What is my greatest asset? And what is yours?
I thought back to getting laid off last year. My husband is a teacher, so I didn’t exactly work for funsies. The first expense we cut was our elementary-aged boys’ after-school daycare. Meant to be temporary until I found a new job, it quickly became clear that our eight-year-old with dyslexia thrived in this new routine of coming straight home after school. His brilliant, beautiful brain needed a few hours to rest after doing hard things all day long.
What was a game changer in the best way for him was a worst-case scenario for the family budget.
I looked around, and with no 16th-century tapestries to melt down, I turned to what I know, to the skills I have with value, and I started Serif+Sway.
I think today’s tapestry – our mobile wealth, our ace in the hole – is intellectual property.
By intellectual property, I don’t just mean the industrial exponents – the patents and trademarks that make our society run. I’m also talking about the deeply personal kind: the knowledge you’ve earned, the instincts you’ve honed, the strange little zone of genius you’ve carved out in your corner of the world.
In today’s world, it’s no longer simply “What do I have?” but “What do I know?”
When I lost my job, I didn’t have gold-threaded wall hangings to pawn. But I had something I’d spent 15 years weaving: my ability to turn complex ideas into clarity and connection. That was enough to start Serif+Sway.

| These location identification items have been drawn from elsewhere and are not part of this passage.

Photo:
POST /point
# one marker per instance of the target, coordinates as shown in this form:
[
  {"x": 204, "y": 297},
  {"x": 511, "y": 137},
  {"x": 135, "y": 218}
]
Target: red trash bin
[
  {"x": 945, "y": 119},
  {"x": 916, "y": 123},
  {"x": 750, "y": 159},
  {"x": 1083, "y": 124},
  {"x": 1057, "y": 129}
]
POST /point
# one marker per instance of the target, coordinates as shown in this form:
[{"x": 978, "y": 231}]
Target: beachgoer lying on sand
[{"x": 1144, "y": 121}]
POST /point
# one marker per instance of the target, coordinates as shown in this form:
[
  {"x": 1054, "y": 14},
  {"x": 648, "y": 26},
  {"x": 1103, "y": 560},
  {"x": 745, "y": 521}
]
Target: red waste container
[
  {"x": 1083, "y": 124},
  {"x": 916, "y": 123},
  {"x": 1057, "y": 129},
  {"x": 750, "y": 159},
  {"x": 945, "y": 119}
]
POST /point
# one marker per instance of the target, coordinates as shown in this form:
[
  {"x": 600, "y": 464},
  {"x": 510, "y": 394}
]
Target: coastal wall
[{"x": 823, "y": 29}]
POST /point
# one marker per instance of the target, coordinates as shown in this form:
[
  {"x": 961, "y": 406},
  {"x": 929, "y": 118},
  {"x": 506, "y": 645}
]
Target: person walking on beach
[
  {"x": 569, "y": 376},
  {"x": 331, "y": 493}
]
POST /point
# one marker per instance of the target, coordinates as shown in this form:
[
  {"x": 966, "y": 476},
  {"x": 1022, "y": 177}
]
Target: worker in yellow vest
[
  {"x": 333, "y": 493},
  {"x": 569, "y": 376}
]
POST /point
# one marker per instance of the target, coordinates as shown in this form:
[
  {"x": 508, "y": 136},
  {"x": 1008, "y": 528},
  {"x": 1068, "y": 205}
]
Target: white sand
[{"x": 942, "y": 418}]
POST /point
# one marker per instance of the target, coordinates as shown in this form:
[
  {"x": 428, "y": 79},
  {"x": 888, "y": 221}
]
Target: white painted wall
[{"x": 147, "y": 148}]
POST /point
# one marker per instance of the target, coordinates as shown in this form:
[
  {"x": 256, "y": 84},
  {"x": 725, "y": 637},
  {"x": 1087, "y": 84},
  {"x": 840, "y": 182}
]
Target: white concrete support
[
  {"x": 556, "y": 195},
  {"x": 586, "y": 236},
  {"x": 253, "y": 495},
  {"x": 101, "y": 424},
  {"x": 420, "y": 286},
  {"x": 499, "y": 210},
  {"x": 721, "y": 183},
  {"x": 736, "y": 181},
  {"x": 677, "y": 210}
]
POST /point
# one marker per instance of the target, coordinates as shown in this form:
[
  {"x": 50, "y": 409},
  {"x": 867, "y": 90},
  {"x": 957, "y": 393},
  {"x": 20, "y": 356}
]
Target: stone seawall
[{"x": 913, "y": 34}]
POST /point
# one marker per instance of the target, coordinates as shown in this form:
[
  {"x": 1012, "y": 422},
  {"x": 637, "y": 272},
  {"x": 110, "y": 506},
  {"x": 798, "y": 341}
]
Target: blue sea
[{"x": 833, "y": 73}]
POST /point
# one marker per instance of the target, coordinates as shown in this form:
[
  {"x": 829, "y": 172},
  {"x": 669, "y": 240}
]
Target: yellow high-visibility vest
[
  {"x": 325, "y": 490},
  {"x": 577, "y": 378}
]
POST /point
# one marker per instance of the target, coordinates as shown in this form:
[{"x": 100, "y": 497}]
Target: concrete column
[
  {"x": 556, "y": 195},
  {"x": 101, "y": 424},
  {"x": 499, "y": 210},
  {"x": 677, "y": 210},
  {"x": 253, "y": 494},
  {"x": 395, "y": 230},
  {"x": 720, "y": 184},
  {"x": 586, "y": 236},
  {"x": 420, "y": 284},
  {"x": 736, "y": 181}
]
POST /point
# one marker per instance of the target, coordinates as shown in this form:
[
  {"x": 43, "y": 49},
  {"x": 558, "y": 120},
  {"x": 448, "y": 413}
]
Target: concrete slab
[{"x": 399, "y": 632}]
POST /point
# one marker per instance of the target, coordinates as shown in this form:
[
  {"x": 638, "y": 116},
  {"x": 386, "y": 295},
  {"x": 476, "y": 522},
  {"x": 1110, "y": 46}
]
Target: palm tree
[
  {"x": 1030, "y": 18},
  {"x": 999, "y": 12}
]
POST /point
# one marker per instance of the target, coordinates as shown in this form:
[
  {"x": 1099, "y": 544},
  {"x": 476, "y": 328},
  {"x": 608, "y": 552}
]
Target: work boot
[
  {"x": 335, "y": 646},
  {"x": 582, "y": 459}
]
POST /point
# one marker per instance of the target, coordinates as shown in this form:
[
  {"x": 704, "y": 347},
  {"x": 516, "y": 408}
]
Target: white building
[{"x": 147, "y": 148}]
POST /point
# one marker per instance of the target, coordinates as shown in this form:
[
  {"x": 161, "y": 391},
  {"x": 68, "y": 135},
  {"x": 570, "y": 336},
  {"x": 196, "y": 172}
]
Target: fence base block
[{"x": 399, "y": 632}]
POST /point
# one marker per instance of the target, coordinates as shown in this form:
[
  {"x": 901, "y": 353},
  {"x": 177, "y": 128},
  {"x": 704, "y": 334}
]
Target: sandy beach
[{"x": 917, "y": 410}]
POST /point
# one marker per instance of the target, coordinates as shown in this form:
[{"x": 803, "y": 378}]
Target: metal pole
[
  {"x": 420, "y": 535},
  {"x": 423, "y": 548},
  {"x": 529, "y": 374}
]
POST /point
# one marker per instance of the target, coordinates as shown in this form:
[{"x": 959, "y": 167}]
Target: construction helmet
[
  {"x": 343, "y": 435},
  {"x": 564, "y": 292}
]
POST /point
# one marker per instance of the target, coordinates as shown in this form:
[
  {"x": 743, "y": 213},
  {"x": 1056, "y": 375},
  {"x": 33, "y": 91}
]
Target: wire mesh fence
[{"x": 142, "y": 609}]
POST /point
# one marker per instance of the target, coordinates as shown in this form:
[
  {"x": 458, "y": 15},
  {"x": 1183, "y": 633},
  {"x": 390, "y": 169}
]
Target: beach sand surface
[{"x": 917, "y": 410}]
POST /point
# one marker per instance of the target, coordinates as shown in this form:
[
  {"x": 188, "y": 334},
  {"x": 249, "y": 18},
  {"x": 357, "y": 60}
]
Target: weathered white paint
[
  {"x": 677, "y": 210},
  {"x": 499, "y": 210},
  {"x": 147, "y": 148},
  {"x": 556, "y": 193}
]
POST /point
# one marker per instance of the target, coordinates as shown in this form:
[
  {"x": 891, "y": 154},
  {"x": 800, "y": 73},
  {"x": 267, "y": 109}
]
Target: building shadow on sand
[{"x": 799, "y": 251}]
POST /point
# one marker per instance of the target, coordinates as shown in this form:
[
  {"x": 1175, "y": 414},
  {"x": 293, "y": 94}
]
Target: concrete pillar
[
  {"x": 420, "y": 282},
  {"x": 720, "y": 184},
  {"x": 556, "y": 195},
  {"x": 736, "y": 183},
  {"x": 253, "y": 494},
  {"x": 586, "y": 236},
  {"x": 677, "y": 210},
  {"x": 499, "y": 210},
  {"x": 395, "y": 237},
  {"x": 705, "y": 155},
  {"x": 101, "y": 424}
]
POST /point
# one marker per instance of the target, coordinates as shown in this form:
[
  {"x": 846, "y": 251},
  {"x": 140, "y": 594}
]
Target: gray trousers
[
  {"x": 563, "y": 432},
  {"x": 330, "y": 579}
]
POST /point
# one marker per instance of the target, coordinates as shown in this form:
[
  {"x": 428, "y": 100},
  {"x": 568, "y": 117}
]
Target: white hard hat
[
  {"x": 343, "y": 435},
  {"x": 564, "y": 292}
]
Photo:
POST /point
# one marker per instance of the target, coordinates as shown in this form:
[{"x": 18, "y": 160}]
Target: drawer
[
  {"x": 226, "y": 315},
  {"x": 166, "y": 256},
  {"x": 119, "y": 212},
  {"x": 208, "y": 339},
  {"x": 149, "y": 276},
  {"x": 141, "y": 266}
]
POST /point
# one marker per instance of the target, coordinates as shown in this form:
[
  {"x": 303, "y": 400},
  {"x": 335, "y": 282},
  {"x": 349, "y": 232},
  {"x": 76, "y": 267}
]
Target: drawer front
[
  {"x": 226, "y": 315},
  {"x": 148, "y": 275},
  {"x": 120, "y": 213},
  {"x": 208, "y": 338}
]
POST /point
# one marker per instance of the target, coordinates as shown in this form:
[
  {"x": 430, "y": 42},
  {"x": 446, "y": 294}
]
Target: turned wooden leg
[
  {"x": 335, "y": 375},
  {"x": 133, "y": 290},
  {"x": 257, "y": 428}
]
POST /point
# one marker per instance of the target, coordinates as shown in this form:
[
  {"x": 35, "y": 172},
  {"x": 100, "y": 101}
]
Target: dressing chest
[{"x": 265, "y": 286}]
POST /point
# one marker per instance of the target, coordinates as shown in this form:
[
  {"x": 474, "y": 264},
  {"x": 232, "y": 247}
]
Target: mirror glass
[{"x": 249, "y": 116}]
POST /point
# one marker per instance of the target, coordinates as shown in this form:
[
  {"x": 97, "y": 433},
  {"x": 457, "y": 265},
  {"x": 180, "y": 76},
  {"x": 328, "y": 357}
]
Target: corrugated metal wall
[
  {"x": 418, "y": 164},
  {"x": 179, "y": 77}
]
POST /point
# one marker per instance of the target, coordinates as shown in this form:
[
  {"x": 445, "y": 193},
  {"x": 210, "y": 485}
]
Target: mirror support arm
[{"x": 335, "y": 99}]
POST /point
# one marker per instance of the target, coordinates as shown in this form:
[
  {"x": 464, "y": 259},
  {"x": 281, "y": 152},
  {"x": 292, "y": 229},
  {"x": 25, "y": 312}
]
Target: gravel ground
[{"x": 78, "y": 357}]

In moments of upheaval, our intellectual property – our creative fire, our work, our experience – is a tangible, practical, valuable thing. Like the tapestries of old, it can be folded up and carried with us wherever we go. It will survive a storm.
So I’ll ask again: What’s your tapestry? What could you unfurl when everything else is gone and say: “Here, I made this. Here, I know this. This has value.”
Because that just might be the thread that sees you through.